岐阜女子の卒業生でもある3つ上の姉・歩(現拓殖大学3年)と同様に、冷静な判断から繰り出されるパスで味方の得点を演出する藤田は、やはりアシストが魅力の選手。だが、今年はそれまで以上に自身の得点にも意欲を見せており、ジャンプシュートやドライブを中心に積極的にリングに向かっている。特に「縦に切って、スピードを意識したドライブ」(藤田)は、取り組んでいる最中とのこと。2月の「第32回東海高等学校新人大会」、6月の「第66回東海高等学校総合体育大会」ではその成果が見られ、ディフェンスとの駆け引きの中で一瞬にして相手を抜いていくドライブを随所に披露していた。
昨年は、U17女子日本代表として「FIBA女子U17ワールドカップ2018」に出場。直後のインターハイでも世界大会の疲れをものともせず準優勝に貢献した。だが、優勝したウインターカップでは足の故障により不出場だったため、今年のインターハイは1年ぶりの全国大会となる。
「ドライブにしても、もう少しファウルをもらえるようにして、バスケットカウントで点を取れるようにしたいです。そうすればディフェンスも寄ってくるし、そこでさらに周りを活かせるので」と、夏に向けての課題を語る。
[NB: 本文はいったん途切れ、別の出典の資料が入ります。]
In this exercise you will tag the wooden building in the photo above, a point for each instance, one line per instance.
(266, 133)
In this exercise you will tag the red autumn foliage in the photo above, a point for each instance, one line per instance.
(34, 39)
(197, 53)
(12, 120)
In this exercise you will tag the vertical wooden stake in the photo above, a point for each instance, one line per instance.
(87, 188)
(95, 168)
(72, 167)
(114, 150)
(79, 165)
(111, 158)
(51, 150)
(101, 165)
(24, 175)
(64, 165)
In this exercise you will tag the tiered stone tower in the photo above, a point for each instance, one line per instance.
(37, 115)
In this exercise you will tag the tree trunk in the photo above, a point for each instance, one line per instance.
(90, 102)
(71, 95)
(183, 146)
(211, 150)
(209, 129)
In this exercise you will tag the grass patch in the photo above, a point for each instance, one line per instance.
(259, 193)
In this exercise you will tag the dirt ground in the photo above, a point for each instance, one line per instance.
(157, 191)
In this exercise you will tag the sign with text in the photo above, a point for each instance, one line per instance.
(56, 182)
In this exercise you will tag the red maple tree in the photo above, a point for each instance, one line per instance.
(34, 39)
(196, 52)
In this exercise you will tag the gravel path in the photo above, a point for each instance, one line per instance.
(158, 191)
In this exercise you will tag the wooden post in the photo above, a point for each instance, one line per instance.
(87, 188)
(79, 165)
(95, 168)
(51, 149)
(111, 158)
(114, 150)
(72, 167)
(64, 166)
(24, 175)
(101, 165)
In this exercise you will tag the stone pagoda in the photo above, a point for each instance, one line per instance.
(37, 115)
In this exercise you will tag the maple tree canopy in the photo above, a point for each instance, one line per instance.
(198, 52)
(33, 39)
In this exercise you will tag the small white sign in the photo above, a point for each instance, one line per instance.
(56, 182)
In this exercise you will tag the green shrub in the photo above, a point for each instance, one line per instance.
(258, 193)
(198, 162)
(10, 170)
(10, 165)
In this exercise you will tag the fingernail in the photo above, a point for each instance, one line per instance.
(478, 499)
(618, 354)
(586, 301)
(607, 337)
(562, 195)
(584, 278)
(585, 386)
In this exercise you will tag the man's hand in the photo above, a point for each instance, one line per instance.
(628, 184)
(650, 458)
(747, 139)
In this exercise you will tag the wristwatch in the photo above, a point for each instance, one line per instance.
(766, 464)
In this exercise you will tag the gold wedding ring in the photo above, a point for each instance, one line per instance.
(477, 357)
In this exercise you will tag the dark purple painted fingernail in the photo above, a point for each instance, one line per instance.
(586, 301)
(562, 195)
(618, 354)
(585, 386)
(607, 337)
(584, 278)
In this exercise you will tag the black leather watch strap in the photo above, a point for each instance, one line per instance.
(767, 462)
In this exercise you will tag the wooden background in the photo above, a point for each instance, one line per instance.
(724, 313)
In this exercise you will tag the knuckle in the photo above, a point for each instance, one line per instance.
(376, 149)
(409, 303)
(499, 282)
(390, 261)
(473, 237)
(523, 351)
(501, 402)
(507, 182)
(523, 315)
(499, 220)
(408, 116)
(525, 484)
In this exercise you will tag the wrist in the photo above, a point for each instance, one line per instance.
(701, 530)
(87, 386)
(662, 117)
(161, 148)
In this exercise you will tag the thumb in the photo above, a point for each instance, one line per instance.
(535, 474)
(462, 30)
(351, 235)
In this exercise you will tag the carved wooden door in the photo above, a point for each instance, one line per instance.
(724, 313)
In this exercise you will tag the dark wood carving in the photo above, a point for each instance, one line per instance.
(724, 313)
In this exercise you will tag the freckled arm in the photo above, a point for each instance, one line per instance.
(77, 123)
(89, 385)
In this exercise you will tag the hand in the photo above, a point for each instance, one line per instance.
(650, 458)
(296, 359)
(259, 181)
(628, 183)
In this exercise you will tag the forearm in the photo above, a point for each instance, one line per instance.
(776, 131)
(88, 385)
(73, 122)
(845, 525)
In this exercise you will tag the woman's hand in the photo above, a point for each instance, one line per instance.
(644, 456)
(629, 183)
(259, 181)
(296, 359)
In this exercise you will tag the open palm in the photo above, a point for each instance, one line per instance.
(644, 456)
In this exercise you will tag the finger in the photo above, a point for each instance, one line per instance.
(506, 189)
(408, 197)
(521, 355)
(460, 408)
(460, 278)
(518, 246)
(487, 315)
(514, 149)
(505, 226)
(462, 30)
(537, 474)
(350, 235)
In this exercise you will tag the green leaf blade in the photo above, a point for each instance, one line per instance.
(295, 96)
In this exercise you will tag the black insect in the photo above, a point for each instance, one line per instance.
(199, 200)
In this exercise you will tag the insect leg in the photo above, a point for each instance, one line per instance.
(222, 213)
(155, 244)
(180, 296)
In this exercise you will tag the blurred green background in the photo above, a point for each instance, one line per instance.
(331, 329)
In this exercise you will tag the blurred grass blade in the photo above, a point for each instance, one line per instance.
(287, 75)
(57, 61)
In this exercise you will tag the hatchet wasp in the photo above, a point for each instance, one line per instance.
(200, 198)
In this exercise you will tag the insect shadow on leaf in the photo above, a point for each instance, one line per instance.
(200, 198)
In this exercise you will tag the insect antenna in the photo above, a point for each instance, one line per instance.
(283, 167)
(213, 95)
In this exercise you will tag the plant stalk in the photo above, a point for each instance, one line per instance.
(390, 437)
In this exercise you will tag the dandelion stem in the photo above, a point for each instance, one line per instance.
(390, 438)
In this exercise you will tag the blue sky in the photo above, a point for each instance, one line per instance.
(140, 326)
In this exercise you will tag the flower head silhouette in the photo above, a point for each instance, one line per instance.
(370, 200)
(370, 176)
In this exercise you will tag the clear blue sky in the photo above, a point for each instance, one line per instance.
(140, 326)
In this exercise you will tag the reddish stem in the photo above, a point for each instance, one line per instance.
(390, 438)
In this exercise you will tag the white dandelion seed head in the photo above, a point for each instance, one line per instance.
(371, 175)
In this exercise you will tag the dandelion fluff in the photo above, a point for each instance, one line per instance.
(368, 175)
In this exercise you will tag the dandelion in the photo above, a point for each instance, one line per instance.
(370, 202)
準優勝となった東海大会では、直前にインサイドの要であるイベ・エスターチカンソ(2年)を体調不良で欠いたことも影響し、決勝の前半こそ肉薄した展開だったが、後半に桜花学園高校(愛知県)に引き離された。「後半の勝負所でシュートを決め切れなかったり、ディフェンスが甘かったりしました。後半にしっかりと粘れるように練習していきたいです」と、藤田。チームをけん引する司令塔は、淡々と試合を振り返りつつも夏に向けて静かに燃えていた。